Biological Psychology

Biological psychology, also known as biopsychology, is simply the viewing of developmental mechanisms of animals through the prism of biology. How do interior structures affect an organism's behavior on a macro level? This term is a large umbrella for all the different variations of psychology, behavioral science, neuroscience, and biology. Often, biopsychology aims to look at the big-picture results of the studies within these different fields.

The term 'biopsychology' was coined by Knight Dunlap in the early 1900s, but it has incredibly old traditions, going back to 1700 BC. Despite the millennia, the crux of the study was very similar to the present day, a question known as the Mind-body problem. The question was, what is the relationship between mind and body? Where in the body is the mind located? The famous Greek philosophers Plato and Aristotle had different opinions. Plato thought the mind arose from the brain, whereas Aristotle thought that the mind was split, with rational thought existing in the brain and emotional responses originating in the heart.

Many thinkers had various hypotheses about where the mind was located, and by the 1800s, an accidental medical case proved that it was in the brain-in 1848, a railroad worker named Phineas Gage experienced an accident at work, in which an iron rod went completely through his head, entering under his cheekbone and exiting above his forehead. The bar destroyed large areas of his brain, but did not kill him, and he remained awake and talking during the trip to the doctor's office. Lucky to find an experienced doctor, Gage was cured of his injuries two months later, but contemporary sources said his behavior had changed. The post-accident Gage was angry, cursed a lot, and had a short attention span. But beyond that, all his other mental faculties, including memory and motor skills, were unaffected. He lived for another 12 years before dying of epilepsy. This case fueled the interest in the relationship between brain structures and human function and behavior.

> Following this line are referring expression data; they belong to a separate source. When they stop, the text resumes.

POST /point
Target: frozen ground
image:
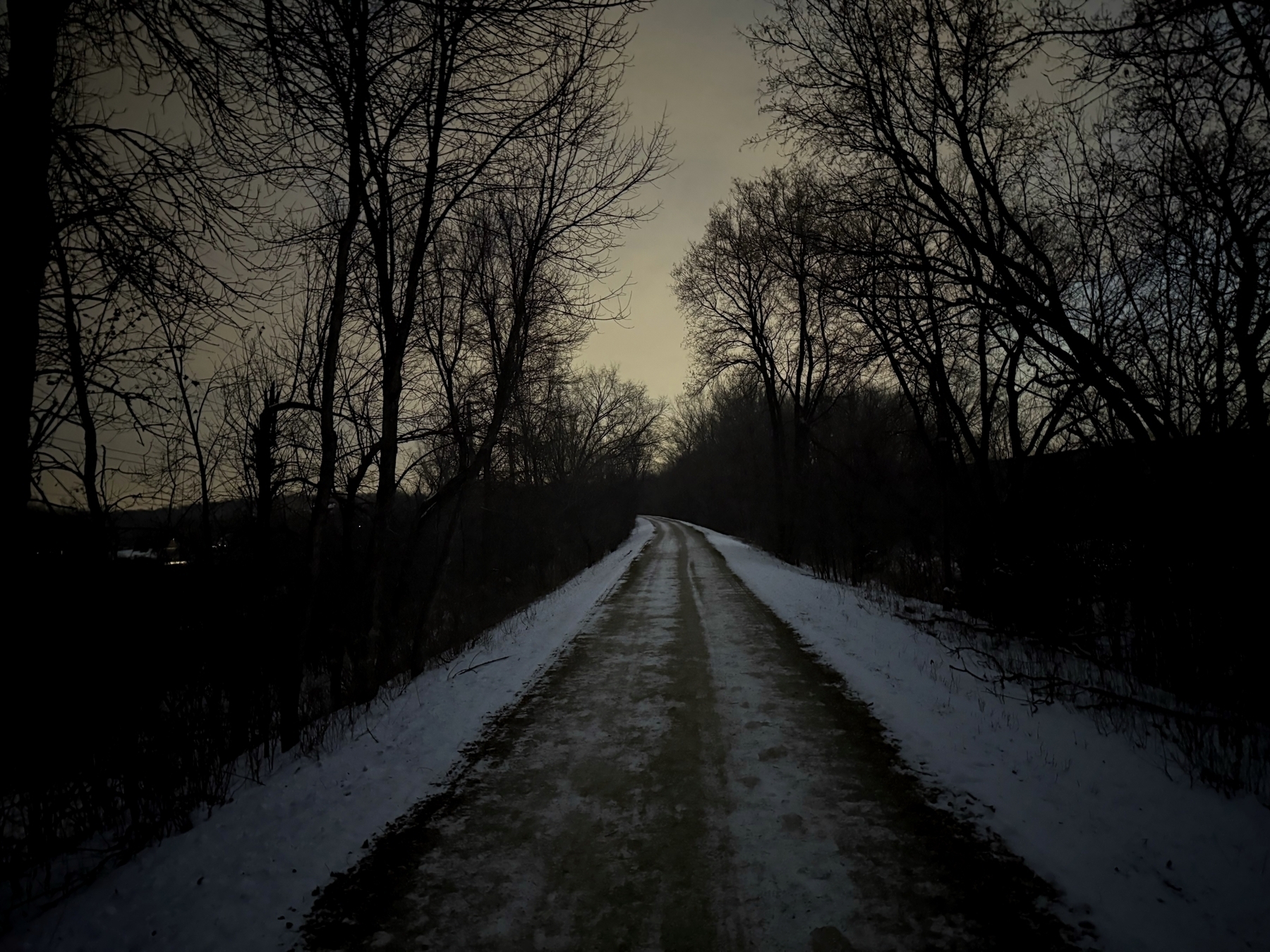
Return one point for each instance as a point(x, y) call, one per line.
point(670, 769)
point(1155, 863)
point(244, 879)
point(686, 777)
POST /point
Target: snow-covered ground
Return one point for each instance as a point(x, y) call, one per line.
point(244, 879)
point(1155, 863)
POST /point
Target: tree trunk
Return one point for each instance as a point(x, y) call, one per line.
point(33, 28)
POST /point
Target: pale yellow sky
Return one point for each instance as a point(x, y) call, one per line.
point(689, 61)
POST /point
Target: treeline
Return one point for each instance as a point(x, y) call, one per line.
point(998, 336)
point(292, 406)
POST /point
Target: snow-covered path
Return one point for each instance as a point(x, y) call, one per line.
point(246, 876)
point(687, 777)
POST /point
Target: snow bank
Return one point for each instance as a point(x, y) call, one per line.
point(243, 879)
point(1154, 863)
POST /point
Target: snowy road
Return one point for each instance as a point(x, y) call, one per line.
point(686, 777)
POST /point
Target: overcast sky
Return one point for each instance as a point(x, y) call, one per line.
point(690, 63)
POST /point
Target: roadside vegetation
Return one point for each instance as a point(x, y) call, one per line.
point(294, 401)
point(998, 341)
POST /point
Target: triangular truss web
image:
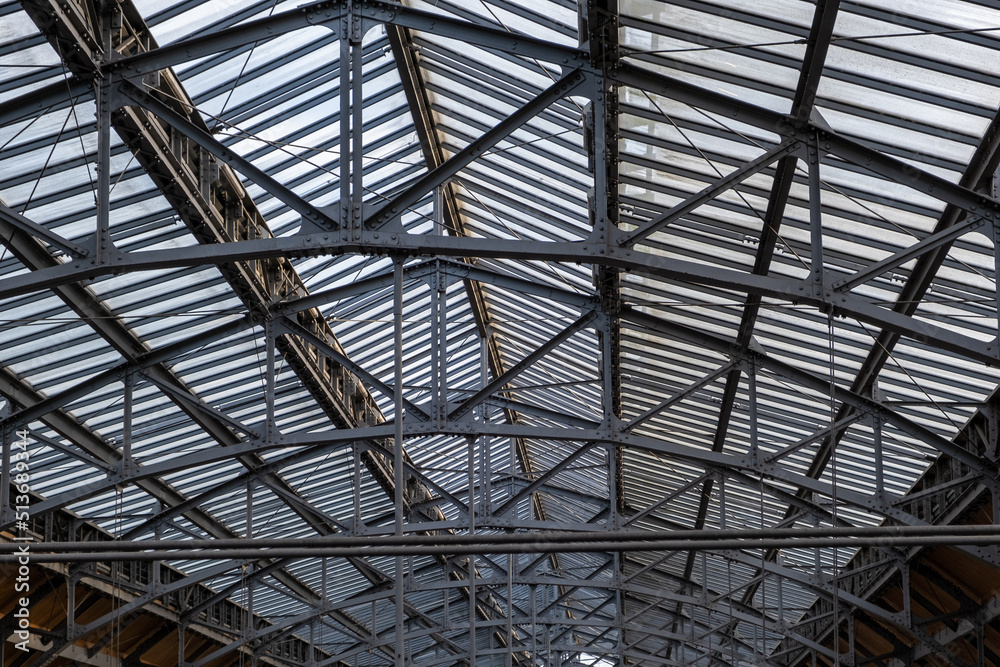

Modern biopsychology, in tandem with neuroscience, can pinpoint many correlations between areas of the nervous system and the behaviors they're responsible for. Various methods are available to closely study the relationships between brain structures. One of the oldest methods of exploring animal brains-as this method is considered unethical to perform on humans-consists of disabling targeted parts of the brain through lesions, or the destruction of tissue, and observing the results.

Other methods include electrical stimulation of the brain in small doses, functional magnetic resonance imaging (fMRI)-which measures the flow of blood to certain portions of the brain, or EEG, in which devices on the cranium measure brain activity. Even selective breeding can be used to yield specific DNA segments which prove useful to scientists.

Over time, the sprawling field of biological psychology will reveal the structures which compose our brain (through neurology), their effect on our actions (psychology), and our reactions (behavioral science). The advancements in this field have been vast in the last century. Though no conclusive discovery has yet proven the location of higher consciousness and identity.